Ya se sabe la alineación de las competidoras por la palma de
oro 2015, y uno de ellos es el australiano Justin Kurzel, de quien hablaré de su ópera prima, estando su segundo filme Macbeth en la disputa en Cannes de éste año.
Snowtown retrata hechos reales, sobre los asesinatos de Adelaida,
una ciudad de Australia, en los suburbios, a manos de John Bunting que fue
ayudado por otras personas, y una de ellas es el protagonista del filme, Jamie
Vlassakis (Lucas Pittaway), que es un adolescente de 16 años que sufre de un
abuso de pedofilia por parte de un vecino y pareja de su madre, y una violación
a manos de un hermano, con lo que su relación con Bunting (Daniel Henshall) se
hace muy “acorde” con lo que está padeciendo, en que éste asesino serial se había
propuesto limpiar las calles de ese tipo de gente, en un asunto perturbador que
involucra la tortura y la desaparición
que pasó de apasionadas discusiones caseras entre amistades del barrio hasta
deshacerse de homosexuales, retardados y drogadictos, incluso familiares
próximos.
Es un filme oscuro donde Bunting con esa sonrisa de chico
perverso manipula a todos a su alrededor con su fuerte personalidad y carisma que
arrastra a los demás hacia la violencia, que se siente más que lógicamente oculta, viendo
que el filme recurre a momentos puntuales, que hablan de algo tras bastidores
en medio de la carencia material, el peligro de la zona y la disfuncionalidad
familiar. Bunting tiene una presencia imponente y llena un hueco, se presenta como una necesidad; ésta parte de actos de venganza
contra el vecino pedófilo instigándolo a que se retire del lugar, en un
intensidad seca que se decide en la frialdad de alguna estética cromática, con golpizas
atroces en una bañera, luego escondidas en mensajes de despedida planeados por
los criminales.
Jamie Vlassakis es una pieza de las circunstancias, él queda doblegado y luego atrapado en un acto de (extrema)

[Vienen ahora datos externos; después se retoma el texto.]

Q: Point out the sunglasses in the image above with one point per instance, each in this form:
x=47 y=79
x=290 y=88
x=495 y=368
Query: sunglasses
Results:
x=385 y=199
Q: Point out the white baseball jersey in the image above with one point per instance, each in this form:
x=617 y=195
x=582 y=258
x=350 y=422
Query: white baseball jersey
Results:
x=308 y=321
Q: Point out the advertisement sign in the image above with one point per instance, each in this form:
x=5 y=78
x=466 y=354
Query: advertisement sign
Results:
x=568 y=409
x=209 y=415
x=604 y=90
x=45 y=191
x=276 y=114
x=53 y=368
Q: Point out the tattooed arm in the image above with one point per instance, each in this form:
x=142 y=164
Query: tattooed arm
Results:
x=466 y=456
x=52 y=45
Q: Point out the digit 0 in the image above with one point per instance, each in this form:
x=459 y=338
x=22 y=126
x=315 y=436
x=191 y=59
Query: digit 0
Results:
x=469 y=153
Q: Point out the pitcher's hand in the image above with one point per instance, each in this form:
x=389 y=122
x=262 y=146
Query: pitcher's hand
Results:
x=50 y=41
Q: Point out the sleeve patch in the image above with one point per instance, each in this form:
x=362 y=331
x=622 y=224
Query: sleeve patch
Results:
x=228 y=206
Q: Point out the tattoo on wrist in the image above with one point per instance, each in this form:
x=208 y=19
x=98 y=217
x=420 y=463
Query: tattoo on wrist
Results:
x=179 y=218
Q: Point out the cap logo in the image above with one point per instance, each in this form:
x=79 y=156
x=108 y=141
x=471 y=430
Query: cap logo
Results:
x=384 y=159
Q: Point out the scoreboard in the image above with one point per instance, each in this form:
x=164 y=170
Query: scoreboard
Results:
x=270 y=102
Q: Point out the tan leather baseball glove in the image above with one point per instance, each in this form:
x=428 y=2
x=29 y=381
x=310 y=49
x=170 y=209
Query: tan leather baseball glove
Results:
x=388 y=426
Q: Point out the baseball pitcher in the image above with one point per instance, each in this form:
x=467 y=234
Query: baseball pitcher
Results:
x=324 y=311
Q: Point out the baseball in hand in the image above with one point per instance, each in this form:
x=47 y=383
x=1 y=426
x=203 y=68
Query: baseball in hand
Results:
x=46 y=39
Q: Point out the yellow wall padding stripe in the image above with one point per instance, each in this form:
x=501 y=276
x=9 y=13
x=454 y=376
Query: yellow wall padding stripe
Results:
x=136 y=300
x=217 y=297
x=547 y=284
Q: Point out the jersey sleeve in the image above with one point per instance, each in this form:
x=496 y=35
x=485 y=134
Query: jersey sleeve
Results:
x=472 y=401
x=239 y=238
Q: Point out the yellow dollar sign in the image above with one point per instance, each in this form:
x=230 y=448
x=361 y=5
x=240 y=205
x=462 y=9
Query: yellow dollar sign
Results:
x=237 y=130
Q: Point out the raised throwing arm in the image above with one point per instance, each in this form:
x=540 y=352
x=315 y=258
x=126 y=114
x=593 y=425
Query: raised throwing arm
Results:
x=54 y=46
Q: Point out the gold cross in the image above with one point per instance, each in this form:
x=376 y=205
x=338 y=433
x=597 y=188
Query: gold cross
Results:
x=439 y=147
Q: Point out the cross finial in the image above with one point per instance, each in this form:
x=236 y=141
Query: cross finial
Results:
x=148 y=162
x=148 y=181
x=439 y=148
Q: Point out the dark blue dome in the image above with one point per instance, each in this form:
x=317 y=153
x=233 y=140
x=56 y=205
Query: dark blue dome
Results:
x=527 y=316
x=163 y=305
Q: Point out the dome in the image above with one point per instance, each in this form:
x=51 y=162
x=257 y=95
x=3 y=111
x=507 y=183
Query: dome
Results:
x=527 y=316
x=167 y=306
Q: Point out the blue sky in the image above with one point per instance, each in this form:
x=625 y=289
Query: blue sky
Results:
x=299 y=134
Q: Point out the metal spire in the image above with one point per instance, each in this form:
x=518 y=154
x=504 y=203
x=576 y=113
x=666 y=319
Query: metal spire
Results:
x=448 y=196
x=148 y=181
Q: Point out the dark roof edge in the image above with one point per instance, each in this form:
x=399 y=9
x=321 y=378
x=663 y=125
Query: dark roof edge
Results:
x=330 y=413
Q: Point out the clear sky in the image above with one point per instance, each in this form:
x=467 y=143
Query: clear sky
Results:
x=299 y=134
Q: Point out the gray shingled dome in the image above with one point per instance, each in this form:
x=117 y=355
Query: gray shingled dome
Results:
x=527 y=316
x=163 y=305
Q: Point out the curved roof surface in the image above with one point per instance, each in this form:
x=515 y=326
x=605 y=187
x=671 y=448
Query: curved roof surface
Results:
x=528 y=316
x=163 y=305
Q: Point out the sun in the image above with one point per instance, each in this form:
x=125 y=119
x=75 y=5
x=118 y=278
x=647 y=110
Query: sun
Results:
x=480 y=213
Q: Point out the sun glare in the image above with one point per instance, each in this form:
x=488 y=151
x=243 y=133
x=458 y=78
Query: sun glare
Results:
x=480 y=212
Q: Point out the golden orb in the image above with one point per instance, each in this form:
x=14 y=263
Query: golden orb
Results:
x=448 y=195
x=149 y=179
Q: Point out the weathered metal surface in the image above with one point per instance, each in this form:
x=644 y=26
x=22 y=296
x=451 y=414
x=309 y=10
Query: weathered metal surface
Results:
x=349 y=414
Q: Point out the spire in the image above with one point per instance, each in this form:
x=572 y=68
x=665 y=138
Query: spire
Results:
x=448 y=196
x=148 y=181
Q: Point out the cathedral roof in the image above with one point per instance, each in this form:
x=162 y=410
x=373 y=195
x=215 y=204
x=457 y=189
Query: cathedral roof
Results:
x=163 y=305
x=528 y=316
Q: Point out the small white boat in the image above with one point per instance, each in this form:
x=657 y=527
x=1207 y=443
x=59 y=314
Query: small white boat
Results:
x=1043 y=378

defensa que se torna demencial. Ahí lo vemos sufrir frente a lo que está desbordado,
atemorizándolo y horrorizándolo, en un limbo de iniquidades y crueldades que
aparentan una justificación pero que se enciende de locura, donde la ausencia de
la previsibilidad de la ley y el abuso contra el débil se convierte en una
paradoja de eliminación sistemática. Es un filme donde hay poco respiro. No obstante aparenta calma, una que vistos los sucesos se hace mucho más
dolorosa que abiertamente, en donde se ve el quiebre emocional del muchacho, en el uso de drogas, como en aquella pesadilla que abre el relato y
que dictamina un rumbo hacia el abismo, en un quehacer que involucra la
determinación del abandono general, en una obra sumamente pesimista, terrible,
donde los suburbios desbordan de suciedad.

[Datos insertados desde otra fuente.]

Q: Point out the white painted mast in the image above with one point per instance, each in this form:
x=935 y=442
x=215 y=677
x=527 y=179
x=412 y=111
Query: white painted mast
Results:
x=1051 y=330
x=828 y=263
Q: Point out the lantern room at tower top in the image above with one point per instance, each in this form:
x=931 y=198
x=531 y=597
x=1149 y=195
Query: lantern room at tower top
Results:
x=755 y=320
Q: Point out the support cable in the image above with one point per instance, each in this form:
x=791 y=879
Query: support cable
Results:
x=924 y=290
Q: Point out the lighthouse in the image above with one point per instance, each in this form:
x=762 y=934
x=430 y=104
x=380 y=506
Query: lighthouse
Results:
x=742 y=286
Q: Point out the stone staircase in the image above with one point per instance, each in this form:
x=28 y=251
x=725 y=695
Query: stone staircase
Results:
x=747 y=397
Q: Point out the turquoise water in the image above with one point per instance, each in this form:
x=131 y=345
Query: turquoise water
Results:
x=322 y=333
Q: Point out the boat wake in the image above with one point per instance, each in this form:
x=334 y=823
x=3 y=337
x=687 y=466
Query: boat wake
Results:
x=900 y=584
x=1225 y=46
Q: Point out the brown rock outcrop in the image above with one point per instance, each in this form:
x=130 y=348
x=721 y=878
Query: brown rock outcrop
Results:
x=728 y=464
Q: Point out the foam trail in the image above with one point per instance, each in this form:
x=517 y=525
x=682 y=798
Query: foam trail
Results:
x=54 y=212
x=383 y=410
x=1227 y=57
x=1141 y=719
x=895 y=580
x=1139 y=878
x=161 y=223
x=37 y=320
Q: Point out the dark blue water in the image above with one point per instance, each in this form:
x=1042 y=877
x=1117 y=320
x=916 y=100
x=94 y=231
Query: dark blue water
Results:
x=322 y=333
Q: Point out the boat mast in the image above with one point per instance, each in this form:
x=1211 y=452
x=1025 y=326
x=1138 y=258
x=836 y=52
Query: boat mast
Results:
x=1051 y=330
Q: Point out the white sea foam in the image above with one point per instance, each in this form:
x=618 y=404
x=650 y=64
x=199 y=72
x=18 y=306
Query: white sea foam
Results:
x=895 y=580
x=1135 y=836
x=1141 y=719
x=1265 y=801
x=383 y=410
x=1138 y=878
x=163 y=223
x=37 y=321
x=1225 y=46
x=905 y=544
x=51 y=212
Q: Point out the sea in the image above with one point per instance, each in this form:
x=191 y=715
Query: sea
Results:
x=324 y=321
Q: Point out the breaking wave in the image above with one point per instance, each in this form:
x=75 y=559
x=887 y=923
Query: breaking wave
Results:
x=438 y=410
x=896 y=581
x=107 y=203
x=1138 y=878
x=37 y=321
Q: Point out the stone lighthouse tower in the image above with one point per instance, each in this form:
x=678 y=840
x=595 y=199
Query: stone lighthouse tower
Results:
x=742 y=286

El filme toma una posición de suma observación, como en los
ojos atentos, que hacen de reflejo, de Jamie, y sus lágrimas furtivas, que involucran constantemente
al miedo, muy bien retratado en aquella llamada dubitativa a la policía. Éste filme tiene una mirada de cierto parecido pero con otra dirección o quiebre a Prisioneros
(2013). La presente propuesta describe perfectamente estar encerrado en un
interminable ciclo de salvajismo. La zona y sus carencias no dan tregua; primero en la pasividad y luego en la brutalidad que ensimisma un callejón sin salida.